Im Mai 1942 begann die Deportation Thüringer Jüd*innen durch das NS-Regime

Am frühen Morgen des 9. Mai 1942 wurden 101 Erfurter Juden und Jüdinnen auf dem Bahnhof zusammengetrieben. Die Fahrt mussten sie selbst bezahlen. Es war für die allermeisten die Fahrt in den Tod: Anfang Mai jährt sich der Beginn der Deportationen durch das NS-Regime zum 79. Mal. Rund 1.000 Menschen waren vom 9. bis 11. Mai 1942 aus Thüringen und Sachsen verschleppt worden. Nur wenige von ihnen überlebten den Terror der Faschisten. Geplant wurde die Verschleppung der Menschen in den Tod unter anderem im so genannten Judenreferat der Gestapo – und diese hatte von 1939/40 bis 1945 in den Räumen des heutigen Abgeordnetenhauses des Thüringer Landtags in der Arnstädter Straße ihren Dienstsitz.

Während in den Büros in den oberen Geschossen die Massenmörder ihre Gräueltaten planten, wurden im Keller in drei Haftzellen Menschen verhört, gefangen gehalten, gefoltert, gequält. Seit Mai 2021 wird daran mit dem „Erinnerungsort Thüringer Landtag“ erinnert. Es handelt sich dabei um eine von ehemals drei Haftzellen.

Laut dem Historiker und früheren Leiters der „Stiftung Gedenkstätten Buchenwald und Mittelbau-Dora“, Volkhard Knigge, ist solch ein Erinnerungsort „am Ort des demokratischen Souveräns“ bundesweit einmalig. Es handele sich, so der Politikwissenschaftler Michael Edinger, der auch zur Bau-Geschichte des Thüringer Landtags forscht, nicht bloß um irgendein „steinernen Zeitzeugen“, sondern hier war ein „Ausgangspunkt der Vernichtung jüdischen Lebens“.

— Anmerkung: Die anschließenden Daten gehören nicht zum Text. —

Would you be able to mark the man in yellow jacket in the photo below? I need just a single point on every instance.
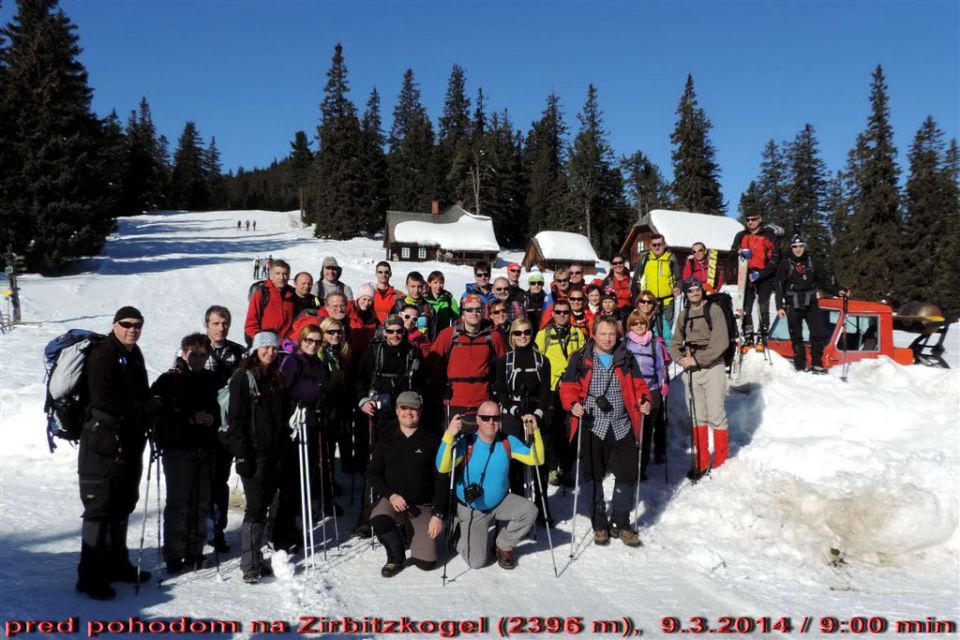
(558, 341)
(659, 272)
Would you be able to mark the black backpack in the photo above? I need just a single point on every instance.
(725, 302)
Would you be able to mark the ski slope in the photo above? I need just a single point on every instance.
(839, 499)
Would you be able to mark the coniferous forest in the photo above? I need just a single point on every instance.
(66, 173)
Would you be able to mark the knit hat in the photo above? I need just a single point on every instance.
(330, 261)
(393, 320)
(364, 290)
(127, 312)
(409, 399)
(264, 339)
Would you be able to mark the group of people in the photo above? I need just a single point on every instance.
(449, 407)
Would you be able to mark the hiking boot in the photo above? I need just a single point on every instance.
(625, 534)
(96, 590)
(219, 543)
(505, 559)
(128, 573)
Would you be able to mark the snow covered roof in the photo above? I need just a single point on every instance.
(456, 229)
(563, 245)
(682, 228)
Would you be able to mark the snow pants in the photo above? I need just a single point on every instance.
(187, 473)
(601, 456)
(812, 315)
(760, 292)
(518, 513)
(706, 391)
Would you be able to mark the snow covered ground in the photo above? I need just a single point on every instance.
(839, 499)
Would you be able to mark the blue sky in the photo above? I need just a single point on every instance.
(252, 73)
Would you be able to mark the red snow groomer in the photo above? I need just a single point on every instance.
(860, 330)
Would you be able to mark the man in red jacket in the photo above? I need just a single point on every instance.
(604, 389)
(272, 306)
(465, 356)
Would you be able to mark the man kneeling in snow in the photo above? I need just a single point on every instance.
(483, 485)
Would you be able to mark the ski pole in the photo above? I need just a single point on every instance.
(543, 505)
(843, 329)
(576, 488)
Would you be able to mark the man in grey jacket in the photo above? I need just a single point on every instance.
(698, 345)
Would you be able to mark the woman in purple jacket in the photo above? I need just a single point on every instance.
(651, 355)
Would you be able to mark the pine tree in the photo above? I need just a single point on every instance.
(772, 186)
(874, 228)
(645, 184)
(544, 160)
(413, 183)
(377, 190)
(338, 176)
(56, 159)
(596, 186)
(213, 170)
(454, 138)
(189, 187)
(696, 175)
(806, 195)
(145, 178)
(931, 200)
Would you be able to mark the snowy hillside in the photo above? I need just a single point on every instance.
(839, 499)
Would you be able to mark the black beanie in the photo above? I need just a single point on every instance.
(127, 312)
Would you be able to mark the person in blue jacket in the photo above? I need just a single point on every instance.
(482, 464)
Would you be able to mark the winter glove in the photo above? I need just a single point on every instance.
(246, 467)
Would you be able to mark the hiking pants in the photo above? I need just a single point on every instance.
(708, 393)
(518, 513)
(415, 520)
(762, 291)
(619, 457)
(812, 315)
(187, 475)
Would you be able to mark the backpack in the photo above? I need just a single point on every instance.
(264, 295)
(223, 398)
(66, 396)
(726, 305)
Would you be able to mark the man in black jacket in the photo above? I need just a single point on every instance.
(413, 505)
(110, 459)
(225, 357)
(800, 278)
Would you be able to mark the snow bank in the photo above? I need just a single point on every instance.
(563, 245)
(469, 233)
(682, 229)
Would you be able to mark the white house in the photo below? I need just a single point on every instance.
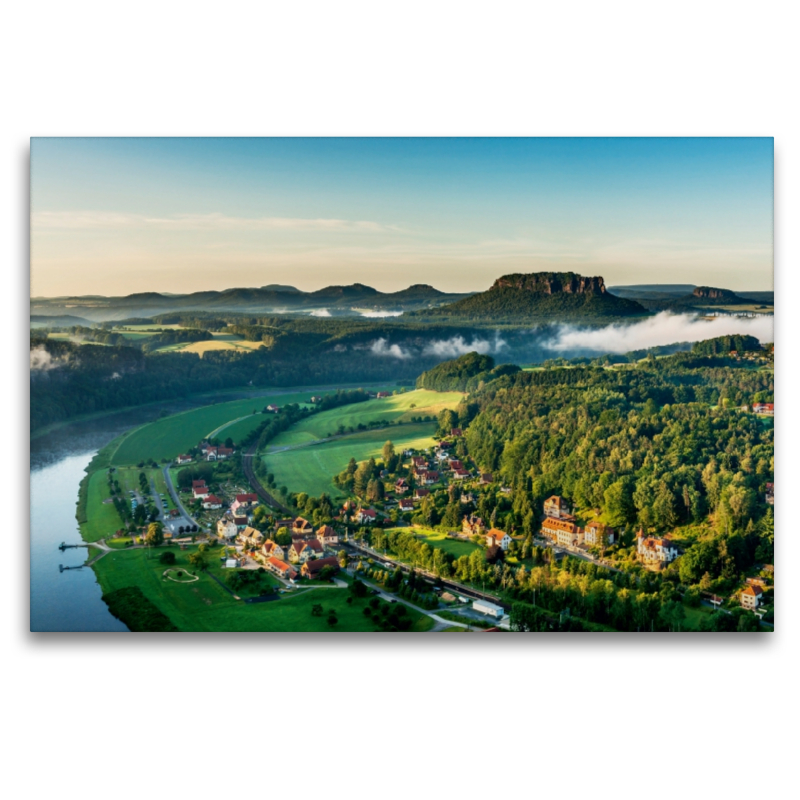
(490, 609)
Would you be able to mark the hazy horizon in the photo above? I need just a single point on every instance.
(115, 217)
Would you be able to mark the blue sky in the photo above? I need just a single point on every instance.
(114, 216)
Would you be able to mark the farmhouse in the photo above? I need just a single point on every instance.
(226, 528)
(490, 609)
(596, 533)
(280, 568)
(499, 538)
(312, 569)
(327, 536)
(302, 526)
(212, 501)
(272, 549)
(252, 537)
(750, 597)
(472, 525)
(655, 551)
(557, 507)
(366, 516)
(562, 531)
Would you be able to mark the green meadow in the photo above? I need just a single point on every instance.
(204, 605)
(398, 408)
(311, 468)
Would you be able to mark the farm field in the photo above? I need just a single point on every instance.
(438, 539)
(205, 606)
(311, 469)
(102, 518)
(170, 436)
(398, 408)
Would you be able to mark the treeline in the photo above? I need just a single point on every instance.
(463, 374)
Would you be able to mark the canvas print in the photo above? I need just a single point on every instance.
(402, 385)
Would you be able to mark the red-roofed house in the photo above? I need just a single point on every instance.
(212, 501)
(280, 568)
(751, 597)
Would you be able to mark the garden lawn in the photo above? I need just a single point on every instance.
(397, 408)
(311, 469)
(102, 518)
(170, 436)
(205, 606)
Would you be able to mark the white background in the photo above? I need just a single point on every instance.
(223, 716)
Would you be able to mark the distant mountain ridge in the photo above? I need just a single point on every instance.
(273, 298)
(539, 296)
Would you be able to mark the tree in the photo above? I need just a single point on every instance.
(155, 534)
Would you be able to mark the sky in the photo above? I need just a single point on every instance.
(116, 216)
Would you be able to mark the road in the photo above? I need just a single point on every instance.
(249, 473)
(176, 498)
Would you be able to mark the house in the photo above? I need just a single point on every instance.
(251, 537)
(312, 569)
(200, 490)
(490, 609)
(655, 551)
(366, 516)
(499, 538)
(596, 533)
(750, 597)
(327, 536)
(557, 507)
(227, 528)
(472, 525)
(302, 527)
(246, 500)
(280, 568)
(562, 531)
(301, 551)
(272, 549)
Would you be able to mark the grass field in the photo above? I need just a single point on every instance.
(206, 606)
(398, 408)
(170, 436)
(311, 469)
(101, 518)
(453, 546)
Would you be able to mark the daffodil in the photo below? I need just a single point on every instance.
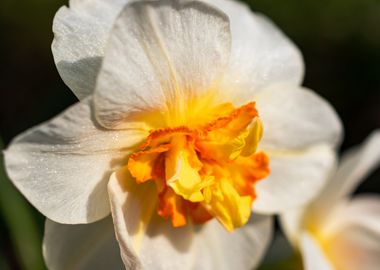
(191, 117)
(335, 231)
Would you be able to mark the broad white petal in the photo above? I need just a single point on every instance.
(146, 240)
(355, 166)
(261, 55)
(160, 54)
(80, 35)
(89, 246)
(62, 166)
(312, 254)
(356, 242)
(241, 249)
(296, 118)
(291, 222)
(295, 178)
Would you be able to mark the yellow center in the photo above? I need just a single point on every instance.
(205, 170)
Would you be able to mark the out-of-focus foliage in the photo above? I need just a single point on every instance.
(340, 41)
(22, 227)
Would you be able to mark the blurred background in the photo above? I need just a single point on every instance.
(340, 41)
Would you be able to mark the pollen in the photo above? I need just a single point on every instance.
(205, 171)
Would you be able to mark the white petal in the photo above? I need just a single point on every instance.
(261, 55)
(291, 221)
(89, 246)
(160, 54)
(80, 35)
(295, 178)
(146, 241)
(356, 242)
(355, 166)
(312, 254)
(241, 249)
(62, 166)
(296, 118)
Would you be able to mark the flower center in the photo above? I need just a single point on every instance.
(205, 171)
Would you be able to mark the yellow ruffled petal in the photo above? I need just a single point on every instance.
(231, 209)
(182, 176)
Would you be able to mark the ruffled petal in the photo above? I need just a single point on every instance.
(160, 56)
(80, 35)
(90, 246)
(295, 179)
(146, 240)
(261, 55)
(241, 249)
(62, 167)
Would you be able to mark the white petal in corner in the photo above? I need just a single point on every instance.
(242, 249)
(295, 178)
(160, 54)
(86, 247)
(356, 243)
(62, 167)
(80, 35)
(296, 118)
(355, 166)
(260, 55)
(313, 256)
(146, 241)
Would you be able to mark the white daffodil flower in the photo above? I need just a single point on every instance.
(335, 231)
(191, 117)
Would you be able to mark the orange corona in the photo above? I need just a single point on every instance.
(205, 171)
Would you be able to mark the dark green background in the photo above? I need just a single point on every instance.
(340, 41)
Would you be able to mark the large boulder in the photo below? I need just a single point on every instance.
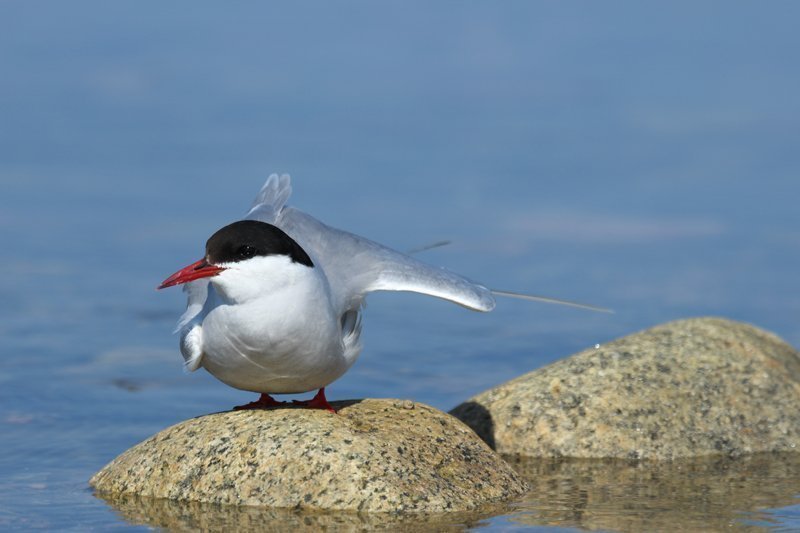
(373, 456)
(686, 388)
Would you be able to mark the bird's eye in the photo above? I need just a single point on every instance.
(246, 251)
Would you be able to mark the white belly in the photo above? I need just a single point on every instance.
(262, 349)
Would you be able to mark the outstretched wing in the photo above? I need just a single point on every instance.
(356, 266)
(271, 199)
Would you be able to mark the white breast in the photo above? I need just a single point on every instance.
(283, 337)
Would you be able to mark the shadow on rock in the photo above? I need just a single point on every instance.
(194, 516)
(478, 418)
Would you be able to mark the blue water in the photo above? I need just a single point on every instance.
(640, 156)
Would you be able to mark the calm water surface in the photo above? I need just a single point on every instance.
(642, 157)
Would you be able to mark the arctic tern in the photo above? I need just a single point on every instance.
(274, 306)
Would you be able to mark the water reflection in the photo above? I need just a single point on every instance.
(194, 516)
(704, 494)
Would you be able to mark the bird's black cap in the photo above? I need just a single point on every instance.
(250, 238)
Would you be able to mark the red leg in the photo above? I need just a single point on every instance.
(317, 402)
(265, 401)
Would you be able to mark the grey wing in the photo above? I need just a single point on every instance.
(271, 199)
(356, 266)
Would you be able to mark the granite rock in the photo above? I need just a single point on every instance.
(373, 456)
(686, 388)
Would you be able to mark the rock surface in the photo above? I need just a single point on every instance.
(373, 456)
(686, 388)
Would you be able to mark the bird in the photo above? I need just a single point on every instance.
(274, 306)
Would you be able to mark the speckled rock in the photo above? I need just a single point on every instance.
(373, 456)
(686, 388)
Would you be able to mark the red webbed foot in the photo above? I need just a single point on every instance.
(265, 401)
(317, 402)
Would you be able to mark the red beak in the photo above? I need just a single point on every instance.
(197, 270)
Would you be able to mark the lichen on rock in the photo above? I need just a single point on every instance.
(373, 456)
(686, 388)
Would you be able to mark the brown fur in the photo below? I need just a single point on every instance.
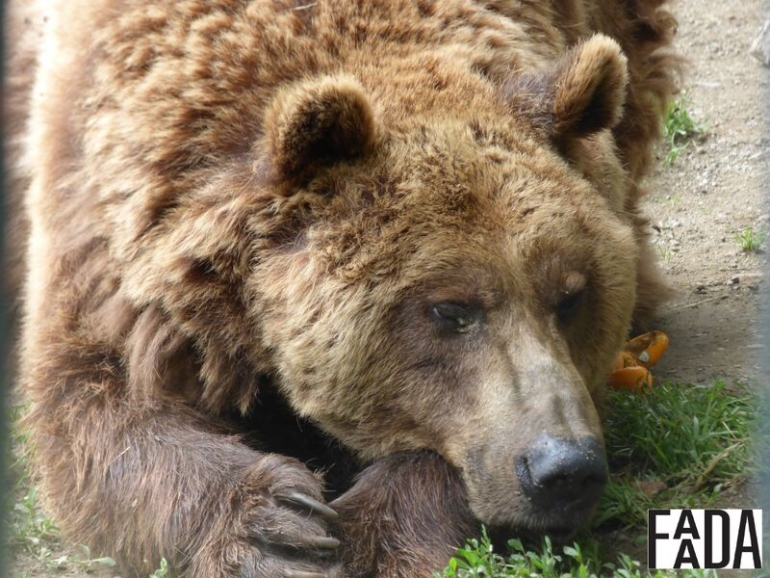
(243, 215)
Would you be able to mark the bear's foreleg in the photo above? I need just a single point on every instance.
(163, 483)
(404, 517)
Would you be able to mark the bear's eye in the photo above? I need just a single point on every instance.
(569, 305)
(456, 317)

Die Initiative zu dem Erinnerungsort ging nicht zuletzt von der früheren CDU-Parlamentspräsidentin Birgit Diezel aus. Anlässlich einer Gedenkveranstaltung im Jahr 2012, bei der die Gedenkstätte eröffnet wurde, verwies Diezel auf die Verantwortung aller Demokrat*innen gegenüber den Opfern des NS-Regime. „Es waren staatliche Spediteure des Todes, die von hier aus die Vorbereitungen für die Vernichtung der jüdischen Bevölkerung trafen. Diese erschütternde Wahrheit ist unabweisbar Teil der Geschichte dieses Hauses. Sie aufzuarbeiten, ist eine moralische Verpflichtung, die der Thüringer Landtag nun einlöst.“

Seinerzeit war noch nicht absehbar, dass eine rechtsradikale Partei wie die AfD, aus der heraus der NS-Terror verharmlost und neuerlich antisemitische Attacken gefahren werden, ebenfalls Räume in dem Abgeordnetenhaus beziehen würden. „Die zeitliche Distanz zur Schoah wächst. Leid, Schmerz und Trauer sind jedoch bis heute spürbar. Wie schnell und hemmungslos aus Vorurteilen Hass und aus Hass Völkermord werden kann, hat sich fest in das Bewusstsein der jüdischen Gemeinschaft eingebrannt“, so Knobloch damals. Zum Zeitpunkt der Eröffnung des Erinnerungsortes war gerade die Existenz des rechtsterroristischen NSU bekannt geworden. Die ehemalige Präsidentin des Zentralrats der Juden, Charlotte Knobloch, hatte in der Gedenkveranstaltung im Mai 2012 die verantwortliche Politik kritisiert, die den Rechtsextremismus zu lange unterschätzt habe.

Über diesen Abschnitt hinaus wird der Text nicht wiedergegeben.